On 29/09/14 21:20, Werner LEMBERG wrote:
> 
>> I've refactored the appropriate code, in src/roff/troff/input.cpp,
>> with a view to accommodating this; see patch attached.  While I've
>> not yet progressed any implementation for PDF handling, I have
>> indicated the point at which it should be invoked.  Okay to commit,
>> thus far?
> 
> This is very nice, thanks!  For my taste, the comments are a bit
> excessive, but I guess this is probably only me who thinks so :-)

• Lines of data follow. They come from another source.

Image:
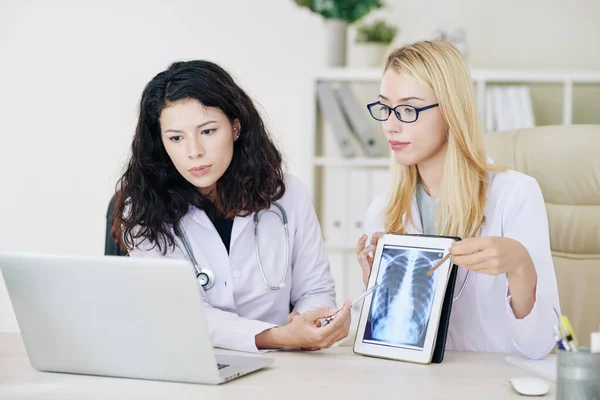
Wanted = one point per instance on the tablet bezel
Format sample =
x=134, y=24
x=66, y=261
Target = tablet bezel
x=424, y=356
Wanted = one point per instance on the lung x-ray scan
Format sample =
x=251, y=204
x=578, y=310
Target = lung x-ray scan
x=402, y=303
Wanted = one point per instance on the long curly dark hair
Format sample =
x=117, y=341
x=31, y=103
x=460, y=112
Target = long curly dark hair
x=152, y=196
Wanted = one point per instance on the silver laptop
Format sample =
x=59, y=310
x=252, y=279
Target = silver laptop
x=116, y=316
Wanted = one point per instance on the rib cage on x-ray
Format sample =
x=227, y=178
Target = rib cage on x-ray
x=403, y=300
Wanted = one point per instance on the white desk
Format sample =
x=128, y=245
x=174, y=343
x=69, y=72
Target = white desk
x=331, y=374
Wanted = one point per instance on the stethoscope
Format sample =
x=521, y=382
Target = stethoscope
x=206, y=276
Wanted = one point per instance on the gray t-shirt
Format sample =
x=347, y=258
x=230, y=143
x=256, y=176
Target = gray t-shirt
x=427, y=210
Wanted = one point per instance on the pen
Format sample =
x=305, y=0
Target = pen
x=569, y=333
x=560, y=340
x=354, y=302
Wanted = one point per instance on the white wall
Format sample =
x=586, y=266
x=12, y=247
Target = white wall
x=71, y=74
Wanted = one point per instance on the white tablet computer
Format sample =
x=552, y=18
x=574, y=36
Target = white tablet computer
x=400, y=319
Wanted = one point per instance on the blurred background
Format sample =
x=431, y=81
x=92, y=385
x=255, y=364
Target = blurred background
x=72, y=72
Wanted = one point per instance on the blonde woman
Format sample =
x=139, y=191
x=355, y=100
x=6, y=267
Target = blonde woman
x=506, y=297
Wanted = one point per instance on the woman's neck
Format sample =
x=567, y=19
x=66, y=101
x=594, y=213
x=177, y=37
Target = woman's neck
x=431, y=173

I've always favoured a verbose commenting style, since I learned to
write FORTRAN-66, way back in the early 1970s.  Today, with my failing
60+ year old memory, I really appreciate the value of this, when I come
back to code 6 months or so after I wrote it, and find that I cannot
remember how it was supposed to work :-)

> Some comments, mainly regarding formatting:
> 
> +           while ((context = bounding_box_args()) == NULL
> +           &&     get_line(DSC_LINE_MAX_ENFORCE) > 0)
> +             ;
> 
> Please say
> 
>             while ((context = bounding_box_args()) == NULL
>                    && get_line(DSC_LINE_MAX_ENFORCE) > 0)
>               ;

Okay.

> +      while (*context == '\x20' || *context == '\t')
> +             context++;

Hmm.  I don't know how that crept in ...

> Please say
> 
>       while (*context == '\x20' || *context == '\t')
>         context++;

This is how it *looked* in my working file copy, but there's one tab in
amongst a string of spaces there -- I must have somehow managed to
override vim's normal tab insertion on that line.  The extra '+' flag,
in the patch file, pushed it over by an extra tab stop, and I missed it
when I cast my eye over the patch.  It should be fixed, in the updated
patch attached.

> +      status = (context_args("(atend)", context) == NULL)
> +     ? llx = lly = urx = ury = PSBB_RANGE_IS_BAD
> +     : PSBB_RANGE_AT_END;
> 
> Please say
> 
>       status = (context_args("(atend)", context) == NULL)
>                ? llx = lly = urx = ury = PSBB_RANGE_IS_BAD
>                : PSBB_RANGE_AT_END;

Okay.

> +  register size_t len = strlen(tag);
> 
> Given that recent versions of clang emit warnings if it encounters the
> `register' keyword, and given that this keyword has no effect for
> about 20 years, please don't use it:

Done, but are you sure about the lack of effect?  (I seem to recall
having observed a benefit, quite recently, in assembly code generated by
GCC-4.8.2).

-- 
Regards,
Keith.
# HG changeset patch
# Parent 2a6fa75a470a9cc8af750dd4c73c7ddd9fb633d2

Refactor .psbb request handling code.

* src/roff/troff/input.cpp (do_ps_file): Reimplement it, using...
(psbb_locator): ...this new locally declared and implemented class;
its constructor replaces all `do_ps_file()' capability, delegating
to other class methods, as appropriate.
(assign_registers): Encapsulate it, as a `psbb_locator' method.
(ps_get_line): Likewise, also renaming it to become...
(get_line): ...this class method; its internally defined `lastc'
static variable also becomes a non-static class member variable.
(PSBB_RANGE_IS_BAD, PSBB_RANGE_IS_SET, PSBB_RANGE_AT_END): New
manifest constants; define them.  They are now used by...
(parse_bounding_box): ...this function, now also encapsulated as
a `psbb_locator' class method, to convey parsing status.
(bounding_box): Struct obsoleted by `psbb_locator'; delete it.
(ps_bbox_request): Delegate to `psbb_locator'.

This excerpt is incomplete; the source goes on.